A devastação causada pela pandemia de peste deixou uma marca genética tão forte na humanidade que ainda afeta nossa saúde quase 700 anos depois.
Cerca de metade da população morreu quando a peste bubônica, também conhecida como peste negra, varreu a Europa em meados do século 14.
Um estudo pioneiro que analisou o DNA de ossadas centenárias encontrou mutações que ajudaram pessoas a sobreviver à doença.
Mas essas mesmas mutações estão ligadas a doenças autoimunes que hoje afligem a população.
A peste bubônica marcou um dos capítulos mais mortais e sombrios da história humana. Estima-se que até 200 milhões de pessoas morreram.
Pesquisadores de um novo estudo suspeitam que um evento de tamanha proporção pode ter moldado a evolução humana.
Eles analisaram o DNA retirado dos dentes de 206 esqueletos antigos — e foram capazes de datar com precisão os restos mortais como sendo de antes, durante ou depois da peste bubônica.
A análise incluiu ossadas de covas para vítimas da peste do cemitério de East Smithfield que foram usadas para sepultamentos em massa em Londres, no Reino Unido, além de amostras vindas da Dinamarca.
A descoberta, publicada na revista científica Nature, envolve mutações em um gene chamado ERAP2.
Se você tivesse determinadas formas da mutação, tinha 40% mais chances de sobreviver à peste.
“É bastante, é um efeito enorme, é uma surpresa encontrar algo assim no genoma humano”, afirma Luis Barreiro, professor da Universidade de Chicago, nos EUA.

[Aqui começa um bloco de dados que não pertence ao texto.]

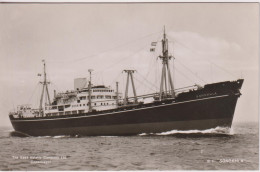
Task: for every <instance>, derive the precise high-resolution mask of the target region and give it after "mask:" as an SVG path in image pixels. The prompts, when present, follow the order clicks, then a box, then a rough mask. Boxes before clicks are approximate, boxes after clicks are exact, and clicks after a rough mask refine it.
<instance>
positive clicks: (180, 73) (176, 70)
mask: <svg viewBox="0 0 260 172" xmlns="http://www.w3.org/2000/svg"><path fill="white" fill-rule="evenodd" d="M175 69H176V71H177V72H179V73H180V74H181V75H182V76H184V77H185V78H186V79H188V80H189V81H191V82H194V80H192V79H190V78H189V77H188V76H187V75H185V74H184V73H183V72H181V71H180V70H178V69H177V68H176V67H175ZM195 83H196V82H195Z"/></svg>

A função do gene é produzir as proteínas que desmembram os micróbios invasores e chamar a atenção do sistema imunológico sobre eles, preparando-o para reconhecer e neutralizar o inimigo de forma mais eficaz.
O gene aparece em diferentes versões — aquelas que funcionam bem e aquelas que não fazem nada — e você recebe uma cópia de cada progenitor.
Assim, os sortudos, com maior probabilidade de sobreviver, herdaram uma versão de alto desempenho da mãe e do pai.
E os sobreviventes da peste tiveram filhos, transmitindo assim essas mutações úteis, de modo que de repente se tornaram muito mais comuns.
“É grandioso ver uma mudança de 10% ao longo de duas a três gerações, é o evento de seleção mais forte em humanos até hoje”, afirma o geneticista evolutivo Hendrik Poinar, professor da Universidade McMaster, no Canadá.
Os resultados foram confirmados em experimentos modernos usando a bactéria causadora da peste — Yersinia pestis. Amostras de sangue de pessoas com as mutações úteis foram mais capazes de resistir à infecção do que aquelas sem.
“É como assistir à peste negra se desenvolver em uma placa de Petri — é revelador”, diz Poinar.
Ainda hoje essas mutações resistentes à peste são mais comuns do que eram antes da peste bubônica.
O problema é que foram associadas a doenças autoimunes, como a doença inflamatória intestinal de Crohn — ou seja, a mesma coisa que ajudou a manter seus ancestrais vivos há 700 anos pode estar prejudicando sua saúde hoje.
Outras forças históricas sobre nosso DNA deixaram um legado que sentimos. Cerca de 1% a 4% do DNA humano moderno vem da procriação entre nossos ancestrais com neandertais — e essa herança afeta nossa capacidade de responder a algumas doenças, incluindo a covid-19.
“Assim, essas cicatrizes do passado ainda impactam nossa suscetibilidade a doenças hoje, de uma maneira bastante notável”, observa Barreiro.
Segundo ele, a vantagem de sobrevivência de 40% foi o “efeito de aptidão seletiva mais forte já estimado em humanos”. Aparentemente, diminui o benefício das mutações de resistência ao HIV (vírus causador da Aids) ou daquelas que ajudam a digerir o leite — embora ele alerte que as comparações diretas são complicadas.
Mas a pandemia de covid-19 não deixará um legado semelhante.
A evolução funciona por meio de sua capacidade de reproduzir e transmitir seus genes. A covid mata em grande parte os idosos que já passaram da fase de ter filhos.
Foi a capacidade da peste de matar em todas as faixas etárias e em números tão grandes que fez a doença ter um impacto tão duradouro.